Shoken Yoza, 91, was drafted at age 16, when he was a fourth-year student at the prefectural middle school (current day Shuri High School). Yoza, who now co-heads the gakuto-tai alumni association, stood before the Cenotaph for all Student Corps (Zen Gakuto-tai no Hi) and read outloud a peace declaration. Yoza hopes that the younger generation will become champions for peace on Okinawa. He said, “Our ultimate wish is for a conflict-free society without war.”

Kiku Nakayama, 91, was a fourth-year student at the Okinawa Daini Girls High School when she was summoned. She co-heads the gakuto-tai association with Yoza. She said, “I hope that next year we can get the younger generation involved, and tell the rest of Japan and the world, ‘nuchi du takara’ (an Okinawan expression meaning life is precious) and that peace is ichiban (number one).”

Seisaburo Miyagi, secretary of the gakuto-tai alumni association wrote in a letter, “Protecting the Japanese Constitution is truly the road to peace. I will not forget that this is what my fallen classmates would have wished for, and I will advocate antiwar and pacifism as long as I live.”

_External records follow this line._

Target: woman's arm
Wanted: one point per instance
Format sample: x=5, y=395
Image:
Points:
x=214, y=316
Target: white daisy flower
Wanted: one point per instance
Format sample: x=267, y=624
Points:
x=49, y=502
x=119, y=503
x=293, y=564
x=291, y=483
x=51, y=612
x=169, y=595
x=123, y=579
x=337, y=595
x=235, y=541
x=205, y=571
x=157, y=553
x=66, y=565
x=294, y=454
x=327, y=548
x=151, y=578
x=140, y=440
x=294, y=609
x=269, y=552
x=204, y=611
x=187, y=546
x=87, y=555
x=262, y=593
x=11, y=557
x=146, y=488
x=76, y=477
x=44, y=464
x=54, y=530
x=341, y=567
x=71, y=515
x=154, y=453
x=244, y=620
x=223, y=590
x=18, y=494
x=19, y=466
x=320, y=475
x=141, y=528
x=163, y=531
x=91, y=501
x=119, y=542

During the Battle of Okinawa, school boys were conscripted at age 14 and school girls at age 15, to be sent into the battlefields. The surviving gakuto-tai members requested the prefecture to build a cenotaph for their fallen classmates, and in March 2017 the prefecture erected the Cenotaph for All Student Corps (Zen Gakuto-tai no Hi) in Itoman City. In March 2018, a plaque bearing the names of the 1,984 war-dead student-soldiers was installed.